The Don Rodrigues Karate Academy in Warwick hosted its 39th annual Ocean State Grand Championships at the Crowne Plaza, serving once again as one of the largest karate competitions in North America.
Many local martial artists had strong outings, including the Paul Mitchell-sponsored team that includes competitors from the DRKA.
Ashly Sacrey took home two first-place finishes and the 30-plus Black Belt Forms Grand Championship. Hunter Stromberg took home four first-place finishes, as well as two underbelt Grands, while Cindy Gabriel also took an underbelt Grand Championship. Kathryn Tian finished first in the Black Belt Chinese Weapons competition as well. John D’Angelo IV won two finals in the intermediate division. Team Paul Mitchell also won the team sync weapons event.
Other local winners included Julie Williams and Logan Lucier, who together won the Black Belt Sync Forms competition. Charlie Williams also took six first-place finishes while brother Joe Williams also captured first place.
“We have a very big core of martial artists in Rhode Island. This tournament was our biggest in about five years or so,” said Don Rodrigues, who has been proud to see his school and its students continue to grow for nearly four decades. “It goes in stages like anything else. Twenty years ago, we had a lot of great students that went on to do great things. Lately, our competition team hasn’t been as big as it once was, so to see the tradition carry on and for our team to have that success is great. It’s great to see the progress that our students have made over the years.”
The DRKA has grown into perhaps the top karate school in Rhode Island, and is among the premier programs throughout all of New England. With over 200 enrolled students, which includes many who compete at the local and national level, Rodrigues and his team have developed a program that has found success and will continue to strive for greatness moving forward.
“Martial arts are just so much more than (competition). It’s about respect, there are so many things that you can take from martial arts into life with you. In our belt system, we use stripes. Before you can get your yellow belt you have to get four stripes, we believe in establishing small goals to get big goals ... not worrying about what’s down the road, just about what’s in front of you and taking that next step, getting better each day,” said Rodrigues, whose program also focuses on being your best self outside of the dojo. “If a kid wants to get their next belt, they need to have a parents’ signature and the signature of at least one teacher at school to make sure that they are doing what they are supposed to. If they do not get those signatures, they cannot go for their next belt or compete.
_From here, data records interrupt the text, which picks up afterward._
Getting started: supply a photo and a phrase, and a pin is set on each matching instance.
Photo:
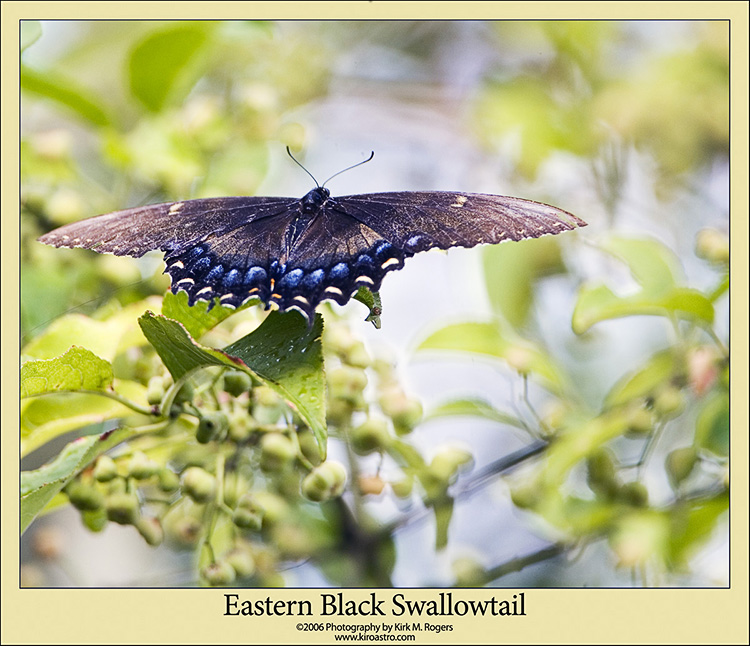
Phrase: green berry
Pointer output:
(84, 497)
(404, 411)
(712, 245)
(634, 494)
(169, 481)
(123, 508)
(325, 481)
(277, 452)
(199, 484)
(347, 383)
(237, 382)
(404, 487)
(105, 469)
(96, 520)
(357, 356)
(247, 519)
(219, 573)
(242, 562)
(184, 531)
(669, 402)
(151, 530)
(240, 427)
(185, 394)
(448, 460)
(266, 396)
(211, 424)
(680, 464)
(371, 435)
(602, 474)
(155, 390)
(141, 467)
(309, 446)
(640, 422)
(370, 485)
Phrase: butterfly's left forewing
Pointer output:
(171, 227)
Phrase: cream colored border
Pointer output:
(554, 616)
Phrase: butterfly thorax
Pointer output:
(314, 200)
(309, 207)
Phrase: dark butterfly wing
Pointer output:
(170, 227)
(297, 253)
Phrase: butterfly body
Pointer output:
(296, 253)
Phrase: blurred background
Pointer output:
(625, 124)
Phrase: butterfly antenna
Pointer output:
(302, 167)
(372, 154)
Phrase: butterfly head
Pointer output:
(315, 199)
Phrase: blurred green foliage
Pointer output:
(226, 459)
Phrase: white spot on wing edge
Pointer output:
(389, 262)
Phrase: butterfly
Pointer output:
(296, 253)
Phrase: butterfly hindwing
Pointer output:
(298, 253)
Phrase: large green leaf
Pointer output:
(77, 369)
(658, 370)
(693, 524)
(197, 319)
(283, 352)
(163, 66)
(45, 418)
(473, 408)
(599, 303)
(54, 87)
(40, 486)
(105, 338)
(511, 270)
(288, 356)
(712, 424)
(657, 271)
(498, 341)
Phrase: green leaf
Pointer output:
(443, 513)
(196, 319)
(54, 87)
(692, 524)
(177, 349)
(658, 370)
(576, 443)
(372, 301)
(510, 272)
(40, 486)
(656, 269)
(45, 418)
(712, 425)
(31, 31)
(283, 352)
(473, 408)
(77, 369)
(499, 342)
(105, 338)
(288, 355)
(162, 65)
(599, 303)
(653, 265)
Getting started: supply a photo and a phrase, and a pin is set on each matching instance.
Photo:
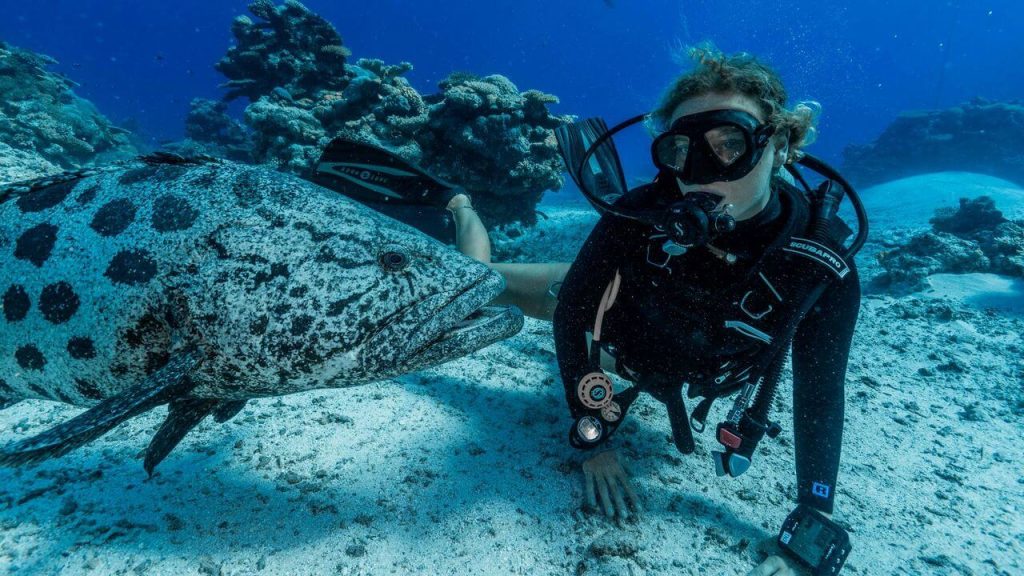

It’s about discipline.”
The DRKA is already beginning to plan for next year’s Ocean State Grands, which will mark its 40th tournament. As more of his students grow and continue achieving high-level success in the art, Rodrigues is proud of what his school has accomplished over the years and looks to continue its tradition for many more.
“The skill (on the team) this year was very comparable, and it’s because we have a structured system. After nearly 40 years, we feel like we know how to do this,” said Rodrigues. “We spend so much time with our students that we never really get to step back and think about what we have accomplished. Once in awhile I do though, and I look at some of our students that have had success, I’m proud of all of them. It’s one of those things that you don’t really think about, but I am very fortunate to still be (teaching) and I don’t think ill ever do anything else.”